The 1973 Roe decision established the constitutional right to abortion. But NAPW has tracked more than 1,700 cases between 1973 and 2020 in which pregnant people have been criminalized often based on the notion of “fetal personhood” – that a fetus is, in effect, a person with rights. That estimate, probably an undercount, includes a wide range of cases in which pregnant people faced arrest, prosecution or other criminal or civil consequences based on some action or behavior that law enforcement claimed caused harm to the fetus.

Pregnant women have been criminalized for falling down stairs; giving birth at home; exposing a fetus to dangerous “fumes”; having HIV; not resting enough during the pregnancy; not getting to a hospital fast enough while in labor; being the victim of a shooting; and self-inducing an abortion.

“Once prosecutors decide they want to punish somebody for ending a pregnancy, they will figure out a way to do so,” said Farah Diaz-Tello, senior counsel and legal director of If/When/How, a reproductive justice group.

Substance use is one of the most common allegations, with mothers facing charges even when there’s no evidence of harm to the fetus and in some instances, even after they have given birth to a healthy baby.

Two physician experts testified that Becker’s arrest was rooted in “medical misinformation” and that the claims that meth use causes stillbirths were unfounded. At least 20% of all pregnancies in the US end in miscarriages and stillbirths, often with unknown causes, the doctors wrote, and if the courts treat stillbirths as potential crimes, it will require a dramatic expansion of the role of law enforcement in pregnancy.
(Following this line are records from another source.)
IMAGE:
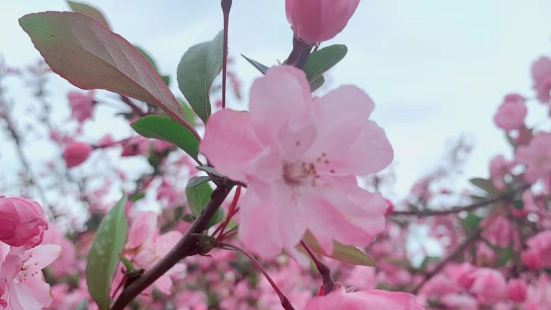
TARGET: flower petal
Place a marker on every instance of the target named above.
(279, 99)
(353, 144)
(269, 220)
(230, 143)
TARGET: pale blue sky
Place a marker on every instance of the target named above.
(436, 69)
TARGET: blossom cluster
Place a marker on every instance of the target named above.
(278, 205)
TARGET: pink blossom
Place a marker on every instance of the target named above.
(460, 302)
(538, 254)
(538, 295)
(21, 273)
(361, 300)
(500, 232)
(82, 105)
(135, 146)
(489, 286)
(67, 263)
(76, 153)
(146, 247)
(511, 113)
(319, 20)
(22, 222)
(536, 156)
(516, 290)
(499, 168)
(300, 157)
(541, 75)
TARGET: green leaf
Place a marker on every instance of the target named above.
(83, 305)
(471, 223)
(485, 185)
(196, 72)
(260, 67)
(189, 115)
(88, 10)
(105, 254)
(148, 57)
(345, 253)
(195, 181)
(152, 62)
(317, 83)
(210, 170)
(321, 61)
(90, 56)
(198, 195)
(166, 129)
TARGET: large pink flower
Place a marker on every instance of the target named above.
(22, 222)
(300, 156)
(319, 20)
(24, 287)
(373, 299)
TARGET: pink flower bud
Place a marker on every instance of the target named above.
(76, 153)
(22, 222)
(319, 20)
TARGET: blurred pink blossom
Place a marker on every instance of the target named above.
(22, 222)
(76, 153)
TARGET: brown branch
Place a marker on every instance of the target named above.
(187, 246)
(458, 209)
(458, 251)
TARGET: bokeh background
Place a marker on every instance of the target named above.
(437, 70)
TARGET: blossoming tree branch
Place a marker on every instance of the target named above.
(276, 206)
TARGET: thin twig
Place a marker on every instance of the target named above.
(459, 209)
(226, 7)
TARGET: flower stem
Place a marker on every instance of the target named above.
(325, 272)
(226, 7)
(285, 303)
(231, 212)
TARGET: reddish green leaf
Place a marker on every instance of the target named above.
(90, 56)
(345, 253)
(88, 10)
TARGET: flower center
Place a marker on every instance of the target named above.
(303, 172)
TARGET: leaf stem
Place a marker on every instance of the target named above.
(187, 246)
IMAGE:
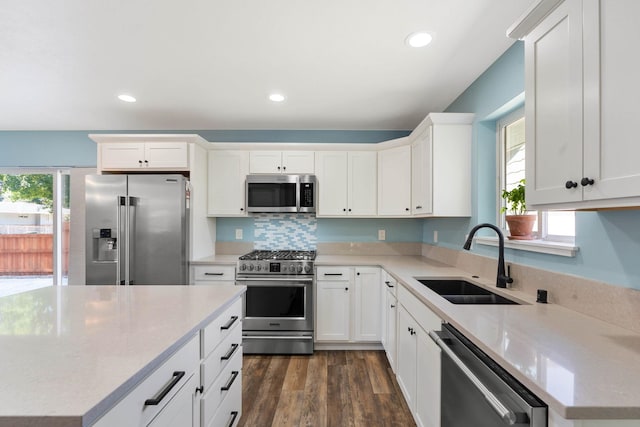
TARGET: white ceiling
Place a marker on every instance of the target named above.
(211, 64)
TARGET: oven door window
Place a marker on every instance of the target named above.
(272, 195)
(275, 302)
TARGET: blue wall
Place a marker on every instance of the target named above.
(609, 241)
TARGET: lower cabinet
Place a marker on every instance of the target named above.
(348, 304)
(418, 367)
(200, 385)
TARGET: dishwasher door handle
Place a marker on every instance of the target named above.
(507, 415)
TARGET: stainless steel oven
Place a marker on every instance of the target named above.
(278, 304)
(476, 391)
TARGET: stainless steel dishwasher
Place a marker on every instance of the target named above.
(477, 392)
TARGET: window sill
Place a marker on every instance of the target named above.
(540, 246)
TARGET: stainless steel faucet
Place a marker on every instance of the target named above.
(502, 279)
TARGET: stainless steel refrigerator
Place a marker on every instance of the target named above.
(137, 230)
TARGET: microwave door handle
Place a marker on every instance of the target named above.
(507, 415)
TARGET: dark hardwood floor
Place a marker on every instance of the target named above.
(329, 388)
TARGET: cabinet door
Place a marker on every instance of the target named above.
(166, 155)
(298, 162)
(612, 90)
(333, 311)
(362, 183)
(121, 156)
(265, 162)
(428, 376)
(391, 309)
(407, 347)
(332, 176)
(421, 173)
(367, 324)
(227, 174)
(553, 83)
(394, 182)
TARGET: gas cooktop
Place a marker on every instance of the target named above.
(280, 262)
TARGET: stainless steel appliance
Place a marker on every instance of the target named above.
(278, 304)
(136, 230)
(476, 391)
(281, 193)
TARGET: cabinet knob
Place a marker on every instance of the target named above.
(586, 181)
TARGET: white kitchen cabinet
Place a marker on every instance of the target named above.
(137, 156)
(213, 274)
(298, 162)
(418, 369)
(333, 310)
(394, 181)
(367, 325)
(228, 170)
(581, 89)
(348, 304)
(441, 165)
(347, 183)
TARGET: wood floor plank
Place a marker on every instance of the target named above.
(296, 376)
(328, 388)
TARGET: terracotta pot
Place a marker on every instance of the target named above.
(520, 226)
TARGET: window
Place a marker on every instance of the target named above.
(553, 226)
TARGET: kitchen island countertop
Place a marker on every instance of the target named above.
(69, 353)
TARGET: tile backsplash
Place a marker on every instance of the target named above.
(285, 231)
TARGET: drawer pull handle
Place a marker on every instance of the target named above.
(177, 376)
(229, 323)
(233, 349)
(234, 415)
(227, 386)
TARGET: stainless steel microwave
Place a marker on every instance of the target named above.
(281, 193)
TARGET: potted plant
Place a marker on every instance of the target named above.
(520, 224)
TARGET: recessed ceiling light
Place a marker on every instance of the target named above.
(126, 98)
(276, 97)
(420, 39)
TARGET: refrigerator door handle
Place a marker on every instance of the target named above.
(120, 203)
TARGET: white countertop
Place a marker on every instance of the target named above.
(581, 367)
(73, 351)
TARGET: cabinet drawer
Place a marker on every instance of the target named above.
(221, 356)
(333, 273)
(419, 311)
(132, 410)
(214, 272)
(220, 327)
(227, 382)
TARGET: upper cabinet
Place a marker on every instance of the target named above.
(228, 170)
(581, 92)
(298, 162)
(394, 181)
(346, 183)
(441, 165)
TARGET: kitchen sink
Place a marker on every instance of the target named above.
(459, 291)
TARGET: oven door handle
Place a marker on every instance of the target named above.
(507, 415)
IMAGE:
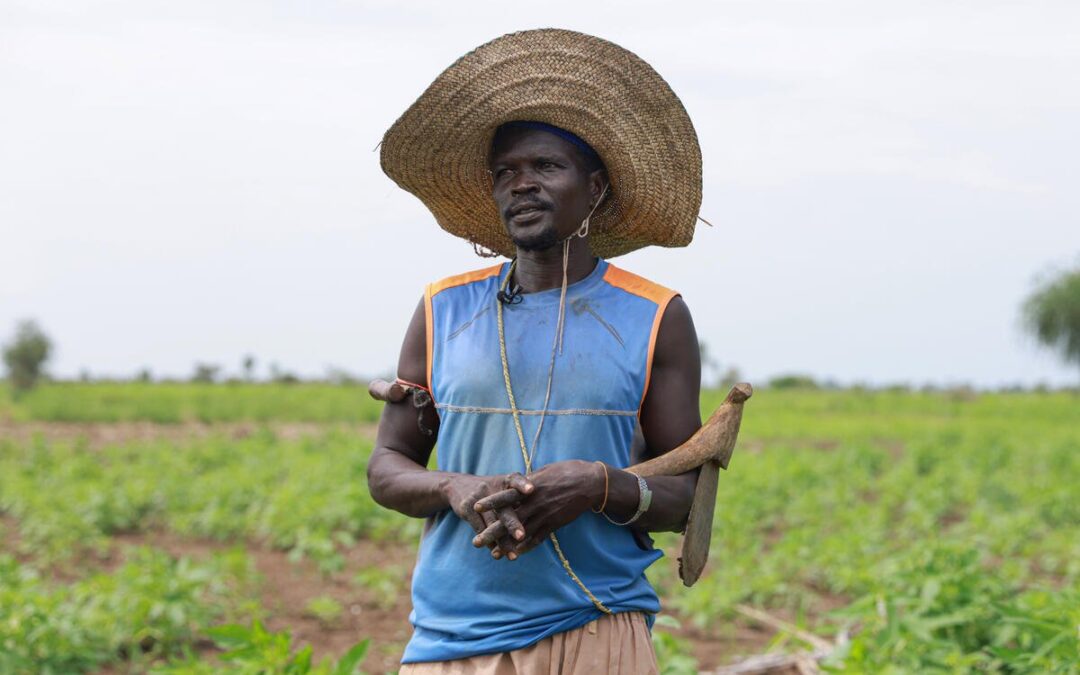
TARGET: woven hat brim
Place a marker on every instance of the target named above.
(437, 149)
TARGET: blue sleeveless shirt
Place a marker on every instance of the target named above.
(466, 603)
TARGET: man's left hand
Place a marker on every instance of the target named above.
(562, 491)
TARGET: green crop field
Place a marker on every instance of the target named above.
(202, 528)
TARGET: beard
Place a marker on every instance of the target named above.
(538, 241)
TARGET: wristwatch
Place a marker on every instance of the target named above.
(644, 501)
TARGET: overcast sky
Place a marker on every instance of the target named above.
(197, 180)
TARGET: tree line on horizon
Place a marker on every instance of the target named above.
(1050, 314)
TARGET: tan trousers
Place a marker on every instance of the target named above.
(619, 644)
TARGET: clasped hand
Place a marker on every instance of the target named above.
(513, 514)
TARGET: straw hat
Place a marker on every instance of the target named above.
(616, 102)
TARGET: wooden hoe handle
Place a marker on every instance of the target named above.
(710, 448)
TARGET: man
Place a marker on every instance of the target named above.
(558, 150)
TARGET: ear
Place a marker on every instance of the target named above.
(597, 181)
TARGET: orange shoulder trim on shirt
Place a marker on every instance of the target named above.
(650, 291)
(460, 280)
(637, 285)
(429, 331)
(433, 289)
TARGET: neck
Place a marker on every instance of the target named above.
(541, 270)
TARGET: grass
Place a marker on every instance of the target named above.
(942, 531)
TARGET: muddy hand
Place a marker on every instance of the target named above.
(503, 526)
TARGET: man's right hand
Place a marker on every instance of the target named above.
(498, 528)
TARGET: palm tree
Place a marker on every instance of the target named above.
(1052, 314)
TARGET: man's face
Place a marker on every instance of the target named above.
(541, 187)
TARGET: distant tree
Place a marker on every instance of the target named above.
(282, 377)
(1052, 315)
(205, 373)
(248, 364)
(26, 355)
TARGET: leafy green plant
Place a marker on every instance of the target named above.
(673, 653)
(257, 651)
(153, 605)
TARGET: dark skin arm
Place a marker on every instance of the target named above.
(670, 416)
(397, 475)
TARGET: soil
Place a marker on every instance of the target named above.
(97, 435)
(287, 588)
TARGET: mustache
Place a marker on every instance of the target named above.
(532, 203)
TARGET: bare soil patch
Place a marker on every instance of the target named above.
(97, 435)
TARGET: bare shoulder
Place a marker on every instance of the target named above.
(677, 339)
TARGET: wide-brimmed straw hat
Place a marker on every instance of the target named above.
(437, 149)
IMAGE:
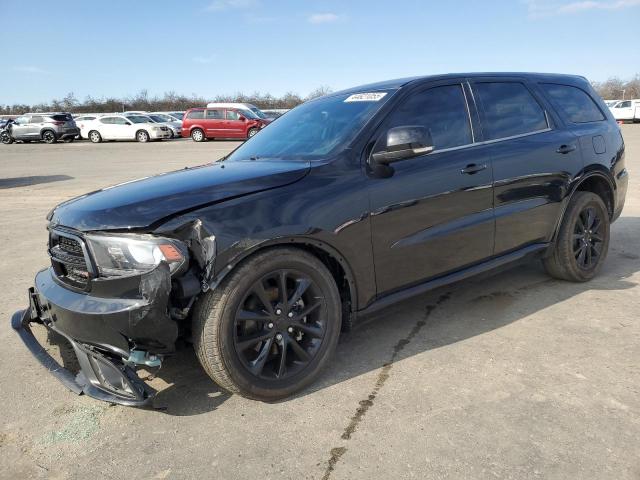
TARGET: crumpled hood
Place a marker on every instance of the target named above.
(141, 203)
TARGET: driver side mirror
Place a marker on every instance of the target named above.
(402, 143)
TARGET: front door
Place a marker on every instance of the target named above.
(122, 129)
(214, 123)
(434, 214)
(235, 127)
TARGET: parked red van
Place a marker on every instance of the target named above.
(201, 123)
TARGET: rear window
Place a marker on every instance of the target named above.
(215, 114)
(509, 110)
(575, 103)
(196, 114)
(62, 117)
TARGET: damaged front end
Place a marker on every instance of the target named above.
(119, 300)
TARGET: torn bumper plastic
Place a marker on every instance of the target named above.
(103, 375)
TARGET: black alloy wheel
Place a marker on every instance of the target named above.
(280, 325)
(581, 245)
(271, 326)
(49, 137)
(587, 238)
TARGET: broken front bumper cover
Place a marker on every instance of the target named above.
(100, 376)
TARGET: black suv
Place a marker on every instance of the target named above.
(48, 127)
(348, 203)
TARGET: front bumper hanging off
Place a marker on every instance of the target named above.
(100, 376)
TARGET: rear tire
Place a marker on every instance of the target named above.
(6, 138)
(95, 136)
(49, 137)
(583, 240)
(197, 135)
(256, 341)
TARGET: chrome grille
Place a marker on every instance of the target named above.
(68, 259)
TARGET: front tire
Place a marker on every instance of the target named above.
(269, 329)
(6, 138)
(49, 137)
(583, 240)
(95, 136)
(197, 135)
(142, 136)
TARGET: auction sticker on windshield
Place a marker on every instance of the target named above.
(365, 97)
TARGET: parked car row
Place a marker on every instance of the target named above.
(626, 110)
(48, 127)
(216, 120)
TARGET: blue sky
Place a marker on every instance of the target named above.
(210, 47)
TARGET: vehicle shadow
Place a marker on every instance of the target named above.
(434, 320)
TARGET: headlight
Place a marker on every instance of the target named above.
(122, 255)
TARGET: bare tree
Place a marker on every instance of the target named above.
(169, 101)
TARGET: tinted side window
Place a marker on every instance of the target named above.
(215, 114)
(443, 110)
(196, 114)
(509, 109)
(576, 104)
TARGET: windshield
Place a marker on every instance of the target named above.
(314, 129)
(258, 113)
(138, 119)
(249, 114)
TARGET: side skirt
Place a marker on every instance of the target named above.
(483, 267)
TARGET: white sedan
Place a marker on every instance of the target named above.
(174, 125)
(130, 127)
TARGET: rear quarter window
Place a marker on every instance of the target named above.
(196, 114)
(573, 102)
(509, 110)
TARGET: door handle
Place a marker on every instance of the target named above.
(564, 149)
(473, 168)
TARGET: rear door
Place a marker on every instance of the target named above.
(235, 127)
(534, 160)
(20, 128)
(105, 126)
(35, 125)
(434, 213)
(623, 110)
(123, 129)
(214, 122)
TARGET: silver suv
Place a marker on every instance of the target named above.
(48, 127)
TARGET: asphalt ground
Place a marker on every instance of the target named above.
(513, 376)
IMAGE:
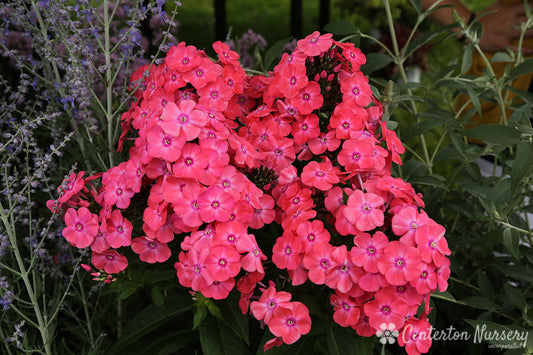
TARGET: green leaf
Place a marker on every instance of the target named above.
(501, 57)
(522, 166)
(485, 286)
(274, 53)
(515, 296)
(494, 134)
(511, 241)
(157, 297)
(340, 27)
(467, 59)
(150, 319)
(340, 341)
(525, 68)
(480, 303)
(217, 339)
(375, 61)
(234, 319)
(199, 315)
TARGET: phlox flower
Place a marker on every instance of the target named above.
(223, 262)
(110, 261)
(290, 322)
(308, 98)
(117, 193)
(367, 250)
(345, 274)
(118, 230)
(192, 162)
(319, 262)
(346, 310)
(386, 308)
(270, 300)
(215, 204)
(364, 210)
(400, 263)
(311, 233)
(286, 252)
(219, 290)
(431, 243)
(163, 145)
(150, 250)
(416, 336)
(315, 44)
(185, 119)
(320, 175)
(356, 88)
(81, 227)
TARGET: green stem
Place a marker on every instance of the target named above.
(399, 60)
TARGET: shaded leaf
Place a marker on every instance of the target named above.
(511, 241)
(494, 134)
(375, 61)
(522, 166)
(340, 27)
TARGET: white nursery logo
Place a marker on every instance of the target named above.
(387, 333)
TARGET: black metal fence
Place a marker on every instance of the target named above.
(295, 17)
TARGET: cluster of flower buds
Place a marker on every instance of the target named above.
(218, 154)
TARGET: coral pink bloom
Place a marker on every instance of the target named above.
(264, 214)
(356, 88)
(286, 252)
(346, 310)
(270, 301)
(427, 281)
(182, 58)
(416, 336)
(315, 44)
(225, 54)
(163, 145)
(364, 210)
(81, 227)
(305, 129)
(291, 79)
(431, 243)
(150, 250)
(215, 204)
(290, 323)
(253, 260)
(186, 206)
(311, 233)
(400, 263)
(118, 230)
(345, 274)
(215, 95)
(320, 175)
(202, 74)
(308, 98)
(319, 262)
(219, 290)
(110, 261)
(223, 262)
(367, 250)
(325, 141)
(183, 119)
(192, 162)
(99, 244)
(117, 193)
(386, 308)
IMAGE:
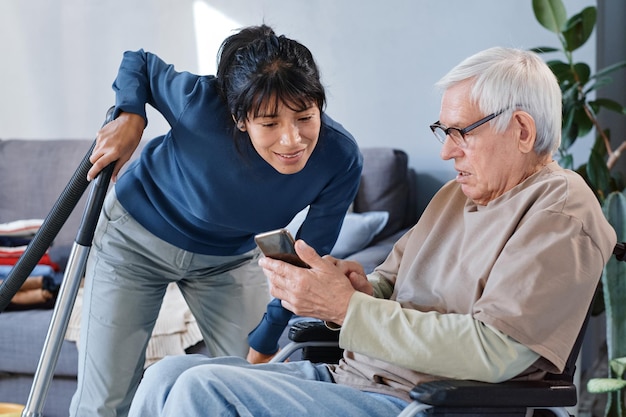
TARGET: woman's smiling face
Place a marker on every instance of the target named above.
(284, 138)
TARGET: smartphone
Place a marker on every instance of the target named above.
(278, 244)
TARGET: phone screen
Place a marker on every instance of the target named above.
(278, 244)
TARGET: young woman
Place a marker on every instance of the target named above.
(247, 150)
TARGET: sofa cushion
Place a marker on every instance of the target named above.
(357, 230)
(33, 173)
(386, 185)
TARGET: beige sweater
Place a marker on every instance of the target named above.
(480, 292)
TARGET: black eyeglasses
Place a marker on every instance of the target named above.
(458, 135)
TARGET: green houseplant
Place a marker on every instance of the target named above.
(580, 117)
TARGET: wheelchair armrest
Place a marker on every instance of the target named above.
(312, 331)
(461, 393)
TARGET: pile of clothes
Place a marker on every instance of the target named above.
(42, 285)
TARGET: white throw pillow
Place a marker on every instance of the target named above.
(357, 231)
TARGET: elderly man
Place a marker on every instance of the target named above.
(467, 293)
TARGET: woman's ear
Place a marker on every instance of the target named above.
(526, 131)
(240, 124)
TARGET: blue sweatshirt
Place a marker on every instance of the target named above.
(193, 187)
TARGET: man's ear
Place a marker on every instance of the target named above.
(240, 124)
(526, 131)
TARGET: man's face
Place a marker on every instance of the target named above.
(491, 163)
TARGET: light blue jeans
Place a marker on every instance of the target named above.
(196, 386)
(127, 274)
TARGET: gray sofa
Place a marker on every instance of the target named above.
(32, 175)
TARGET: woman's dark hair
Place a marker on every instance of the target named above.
(257, 68)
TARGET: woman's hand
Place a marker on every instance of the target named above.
(116, 141)
(323, 291)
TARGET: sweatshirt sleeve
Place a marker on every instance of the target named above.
(143, 78)
(456, 345)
A coalition of major medical associations, public health and reproductive rights groups also filed a brief supporting Becker, noting the research consensus that the threat of prosecutions does not protect pregnancies, but rather endangers them by leading people to avoid care. “It is in no way pro-life or in the interest of the health of a fetus that we criminalize the negative outcomes of pregnancy,” added Jacqueline Goodman, one of Becker’s attorneys.

Becker said women who are addicted and pregnant are afraid to seek help, whether in the form of drug treatment or prenatal care. “Women wonder, ‘How can I fix this on my own without anyone else finding out, and in time before the baby comes?’” Becker said. “And many times, as we have seen, it’s much too difficult a battle to fight alone, and many women are unable to kick their addiction by themselves without professional help.”

The fight to protect others

When Becker’s case was dismissed last year, she was in the middle of completing a drug treatment program. “There was a small part of me that said, ‘I don’t have to be here any more. I can leave and go home, and nothing will happen to me.’ But I knew better than to abandon that commitment,” Becker recalled.

After completing treatment, she enrolled in college and is now working toward a community health worker certificate and public health degree.

She also recently advocated for state legislation meant to explicitly block these kinds of prosecutions.

“I hope that in the future, no woman will ever be prosecuted for losing a pregnancy,” she told legislators. “I was punished for something that could have happened to anybody.”

Brian Johnson, an Adventist Health spokesperson, declined to comment on Becker’s case, but said it was hospital policy to notify the coroner’s office in a stillbirth after 20 weeks, and that it follows reporting requirements of child protective services.

The Hanford police department did not respond to inquiries.

Fagundes, the prosecutor, dismissed the medical associations’ arguments as a “political position”.. He said he could not cite research to support his claims that prosecution was the right approach to addiction, but noted that the women did not use drugs behind bars.

Asked why he was the only DA in the state prosecuting women for stillbirths, he said, “Others are fearful of the liberal media machine, the attorney general and the governor and our legislature.”

He added he could in the future refile cases against Becker and Perez, but said he had no immediate plans to do so. “It really depends on how these two women proceed in life. If they’re successful and sober and don’t harm more children, then they probably deserve some credit for that,” he said.